Whenever the ensemble decision matches the original language information from the data providers, this counts as positive support. Whenever the original language information differs from the ensemble decision (excluding any cases where no decision could be reached), this counts as negative support. The proportion of positive support assesses the confidence into the original language information as well as the various LID classifiers. If this threshold is below 75% we ignore the information when determining the final decision per content item in stage 2.
To perform this stage, run the following command:
make impresso-lid-stage1-target
This command can only be run after stage 1a has been completely built. It cannot be run at the same time via different machines.
Given the output from various LID systems and the original language information, we finally decide the language of an article according to the following rules:
-
If the overall support for the original language is below 75%, we ignore it completely. Otherwise, the original language is treated the same way as any other LID system.
-
If all LID systems agree unequivocally, we choose this language. In practice, this rule only applies to the languages
de
,fr
,en
andit
due to the limitations of theimpresso_ft
system. Decision code:all
. -
If all LID systems except
impresso_ft
agree on a language other thande
,fr
,en
orit
, and if the language has been selected by the ensemble in stage 1b at least once, and if there are at least as many letter characters as the minimal text length specifies, accept this other language. This rule typically applies forla
, or other rare languages.lb
is exempt because not all LID systems can recognizelb
. Decision code:all-but-impresso_ft
. -
If the text is shorter than 50 characters, we choose the dominant language of the newspaper. Decision code:
dominant-by-len
. -
Only if no decision could be made, an ensemble voting is performed. We apply a similar voting technique as in the global statistics step of stage 1b in which the votes are weighed based on their confidence. As the
impresso_ft
is the only reliable system for predicting Luxembourgish, it has the power to overrule other predictions with an additional vote weighting factor of6
when predictinglb
.- If the sum of all votes is below the threshold of
0.5
, we simply choose the dominant language of the newspaper. Decision code:dominant-by-lowvote
. - Otherwise, the language is set according to the evidence based on weighted
votes. Decision code:
voting
.
- If the sum of all votes is below the threshold of
To perform this stage, run the following command:
make impresso-lid-stage2-target
The process of stage 1b and 2 is fast and cannot be run on different machines.
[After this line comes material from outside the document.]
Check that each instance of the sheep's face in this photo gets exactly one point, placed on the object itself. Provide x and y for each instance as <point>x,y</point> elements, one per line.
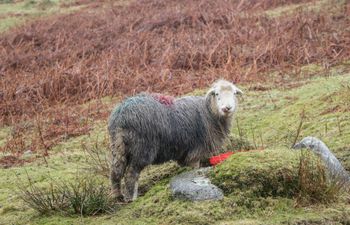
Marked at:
<point>224,98</point>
Preparing the LID data release involves the following steps:
- Validating the jsonl files from stage 2 according to impresso's language identification JSON schema.
- Copying over the per-collection aggregation statistics from stage 1b.
- Preparing statistical diagnostics files for the whole impresso collection set
make impresso-lid-release-target
After preparing the data one can upload to a configured s3 bucket
make impresso-lid-upload-release-to-s3
During stage 2 for each per-year collection output, diagnostics files in JSON format are produced that aggregate the information from the individual content item files.
make impresso-lid-statistics
To run the full LID process on a single machine with N cores, run:
make impresso-lid -j N
Because the step 1a is taking a lot of time for millions of content items, it is recommended to build in parallel on several machines that can access the same storage.